Synairgen is developing an inhaled formulation of interferon beta (SNG001) as a broad-spectrum antiviral for the treatment of severe viral lung infections, currently in COVID-19 trials in hospitalised patients. The first patient was dosed in its international Phase III trial (SG018) in January 2021, with initial trial results expected in H2 2021.

tranScrip has provided a range of specialist support services to Synairgen for over 10 years and has been involved in the COVID-19 programme since the beginning.

Richard Marsden, CEO of Synairgen, commented: “As expected, these data confirm that SNG001 is a broad-spectrum antiviral product, now also demonstrating applicability against SARS-CoV-2 variants. The SARS-CoV-2 virus suppresses the production of the essential antiviral protein IFN-beta to evade the host immune system; it is therefore to be expected that when IFN-beta is reintroduced into an infection experiment that the host cells are able to repel the virus.”

Dr Marcin Mankowski, Deputy Managing Partner of tranScrip, commented: “The recent results generated by Synairgen are extremely encouraging and validate the virus/variant agnostic therapeutic approach to COVID-19. tranScrip’s team will continue supporting Synairgen in bringing this important treatment to patients in need as soon as possible.”

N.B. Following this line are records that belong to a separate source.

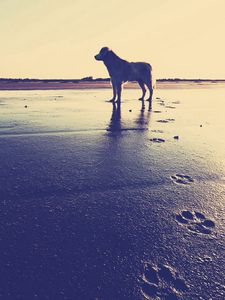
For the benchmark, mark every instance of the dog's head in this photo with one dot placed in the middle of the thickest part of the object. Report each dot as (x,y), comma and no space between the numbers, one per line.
(102,54)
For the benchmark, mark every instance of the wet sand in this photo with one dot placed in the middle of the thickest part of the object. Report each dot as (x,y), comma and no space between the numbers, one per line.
(107,204)
(29,84)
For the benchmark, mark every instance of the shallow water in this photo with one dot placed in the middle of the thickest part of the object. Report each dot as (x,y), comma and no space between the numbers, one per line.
(100,203)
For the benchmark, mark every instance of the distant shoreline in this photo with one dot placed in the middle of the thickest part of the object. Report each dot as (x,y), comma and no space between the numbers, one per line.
(102,83)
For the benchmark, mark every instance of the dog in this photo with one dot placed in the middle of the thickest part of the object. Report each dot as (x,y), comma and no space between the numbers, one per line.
(121,71)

For full results of the study, please visit Synairgen plc Press Release.

For further enquiries, please contact:

Dr Marcin Mankowski, Deputy Managing Partner
0118 963 7846

Notes for Editors

About tranScrip

tranScrip is an innovative UK based provider of specialist professional services, supporting the drug development and lifecycle management activities of pharmaceutical and biotechnology companies. The Business deploys multi-disciplinary project teams to deliver both strategic leadership and operational support to clients covering strategic development, medical, regulatory, drug safety and commercial services across a multitude of therapy areas. tranScrip’s approach benefits clients by maximising opportunities, reducing risk and creating value which continues to result in high quality, long-term relationships, with contracts often lasting many years. Synairgen is one of a number of tranScrip’s clients with COVID 19 programmes.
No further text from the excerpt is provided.